Shot with bracing and in-your-face voyeurism by Captain Phillips cinematographer Barry Ackroyd, to say what transpired has to be seen to be believed would be as equal an unfathomable understatement as saying what happened was hard to believe.  The outlandishness hits home when the realization washes over that this is a real event.  The harrowing hours of civil atrocities are soul-rattling, drenched with distressing emotion generated by intense performances.  Star Wars star Boyega carries top-billing, but Algee Smith and Will Poulter stand out among the ensemble for conveying the yin of hope and the yang of evil.  The tension and pain, flush with period-detail in production, could not be more palatable.

For a film like Detroit with difficult content thrust upon audiences to endure, this is not a place to seek entertainment or joy.  Bigelow’s film wins sympathy easily (it better).  Instead, Detroit is a challenge of cementing respect and achieving an empathy deeper than basic sympathy.  Many recent historical dramas (take Unbroken, for example) of agonizing events dwell on the agony and fail to provide contextual roots and reverberating rumination.  Detroit succeeds in both with poetic hardship, between a deft montage of animated Jacob Lawrence “Migration” series paintings to open and an extended post-event narrative that lingers to punch further incensed body blows as strongly as the terrifying episode itself.  

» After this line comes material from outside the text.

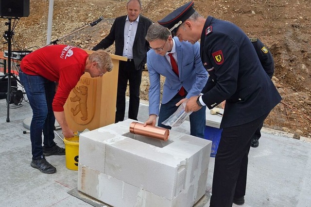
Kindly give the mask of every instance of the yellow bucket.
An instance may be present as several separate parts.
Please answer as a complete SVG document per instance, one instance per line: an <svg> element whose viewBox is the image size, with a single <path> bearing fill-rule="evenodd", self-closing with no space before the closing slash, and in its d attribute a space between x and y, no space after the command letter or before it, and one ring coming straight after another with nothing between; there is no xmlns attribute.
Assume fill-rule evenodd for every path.
<svg viewBox="0 0 311 207"><path fill-rule="evenodd" d="M69 170L78 170L79 161L79 136L64 138L66 152L66 167Z"/></svg>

In light of whatever movement you follow when you leave the movie theater, step into a beyond-cautionary tale of history that school books skipped or have forgotten.  Let Detroit stir and inspire conversations.  Let the emotions, good and bad, come and talk about them.  More positive change comes from that than silence and ignorance.

LESSON #1: THINK BEFORE YOU ACT-- No matter which side of the racial conflict and divide you examine in events like Detroit, so many fallen dominoes could have been avoided with mere seconds given to thought over those given to gross overreaction.  Look and listen before you shoot a gun.  Don’t shoot or pretend to shoot people carrying guns.  Choose your words better.  Look past the color of a person’s skin.  Ask yourself if who or what you are provoking is worth the danger and risks.  Realize the damage you cause can hurt others and your own community.  Remember what you stand for and what you represent, from a working citizen all the way on up to a man with a badge or an elected official.

LESSON #2: THE PROBLEMS OF RACE AND JUSTICE WE FACE ARE SYSTEMIC-- Amid those pleas of making better choices from Lesson #1, finger-pointing or biased prioritizing can come in and deter from finding the real causes within a mess of embroiled issues.  The problem isn’t one thing, be that police criminality, racism, socioeconomic inequality, or loopholes of court corruption, or a simple isolated event or two.  This is more than the 50 years since 1967.  It’s 241 years and then some.  It’s all of it, which points to the broken fibers and the fractured core of what is supposed to be a free and equal democratic system of governed rights.  Systems fail people to a greater degree than singular problems, meaning larger corrections and reforms are needed, and it goes all the way to the top.